Player turnover in Cork has been immense; the Darren Sweetnam of 2012 may well have been here had he hung around and kicked on but he didn’t. Limerick have travelled a distance but, in the words of the venerable sage Steven Patrick Morrissey, the last mile is the hardest mile. Wexford weren’t sighted till last summer. Waterford have been in decline for age-profile reasons. Dublin have mixed the excellent (a National League and a Leinster title) with the abject. Galway have been more Galwayesque than ever.

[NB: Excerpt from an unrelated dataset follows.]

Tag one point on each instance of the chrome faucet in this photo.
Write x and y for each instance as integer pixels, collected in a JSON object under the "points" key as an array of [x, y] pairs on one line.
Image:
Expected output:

Why not a bigger Banner contingent? Simple. Though Clare won an All-Ireland, and did so in rapturous fashion, the summer before and the summer afterwards they departed the championship in the qualifiers. So, while we’ll be amazed if in five years’ time Tony Kelly, Colm Galvin and Conor McGrath aren’t on the Team of the Decade, they haven’t sufficient cash in their account to make this particular XV.
A couple more number one hits will do it.
All of this leaves our selection dominated by two counties. One contested four All-Ireland finals during the period under review. The other contested six, winning three and for good measure doing a NHL treble as well. That our team will be wearing stripes of blue and gold and black and amber is because it has to be. Three words: body of work.
The one big challenge in finessing our product entailed getting Joe Canning and TJ Reid into a forward line that also included Richie Hogan. Out of sheer cravenness – ahem, I mean in a masterstroke of tactical acumen – we put Hogan at midfield, where potential partners for Michael Fennelly weren’t exactly leaping out of the undergrowth. Problem solved. Having thus advertised his deep hurling insight, your correspondent is available as a selector this year for any mediocre intermediate team prepared to pay him outrageous mileage.
Fair enough if you feel we’ve been desperately boring and painfully predictable. You can console yourself with the thought that the second half of the decade will be more democratic and that half of these guys won’t be here this time in 2019. As to how many of our Most Likely Challengers will have replaced them, that will be the interesting part.